Негромкий треск сучьев обрывает приступ отчаяния. Он вскакивает, простирает незрячие руки — и снова жаркий, стремительный натиск, и снова он держит в объятиях ту, о которой мечтал столь исступленно. Рыдания сдавливают горло, все его существо бурно содрогается, он так властно прижимает к себе стройное, гибкое тело, что с чужих и немых губ срывается стон. Услыхав этот стон, он в первый раз сознает себя господином, а не игрушкой ее прихоти, как было вчера, позавчера; его охватывает желание помучить ее за ту муку, которую он терпел сотни часов, наказать ее за упрямство, за презрительные слова, сказанные сегодня при всех, за ее лицемерие. Ненависть в нем так тесно переплетается с любовью, что их объятия скорей похожи на жестокую схватку, чем на ласку. Он больно стискивает узкие запястья, и все тело ее безвольно клонится, он привлекает ее к себе могучим рывком, она не может даже шелохнуться и только глухо стонет, но по-прежнему ни единого слова. Когда он зажимает ей рот поцелуем, чтобы заглушить даже этот подавленный стон, он чувствует теплую влагу — она в кровь искусала себе губы. Так он безжалостно мучит ее, но злобная сила в нем внезапно иссякает, сменившись горячей волной страсти, и вот уже стонут оба, лицом к лицу, грудь к груди. Языки пламени лижут ночь, звезды пляшут перед глазами, мысли мешаются, кружат быстрей и быстрей, и все это носит одно лишь имя: Марго. Глухо, из сокровенных глубин души, из огненной лавины чувств рождается наконец это слово, этот короткий крик, вместивший муку трех долгих дней, в нем все: восторг и отчаяние, тоска, ненависть, гнев и любовь. Марго, Марго — в этих, этих слогах заключена для него вся музыка мира.

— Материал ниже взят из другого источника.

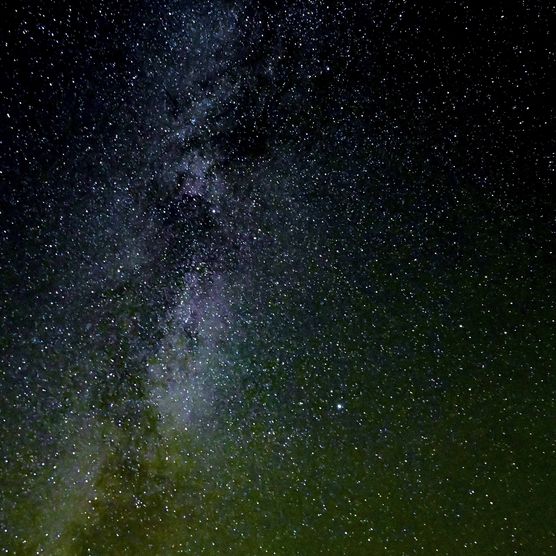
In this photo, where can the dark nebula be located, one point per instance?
(277, 278)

Словно удар тока пронизывает ее тело. Внезапно остывает жар объятия, отчаянный, резкий рывок, судорожное рыдание и снова бурное неистовство движений, но лишь для того, чтобы вырваться, словно само его прикосновение ей ненавистно. Он изумлен, он хочет удержать ее, но она борется с ним, и он чувствует, как дрожат на ее щеках слезы гнева, как ее гибкое тело змеей извивается в его руках. Последний отчаянный толчок — и она умчалась, лишь белое сияние ее платья мелькнуло меж стволами и тут же утонуло во мраке.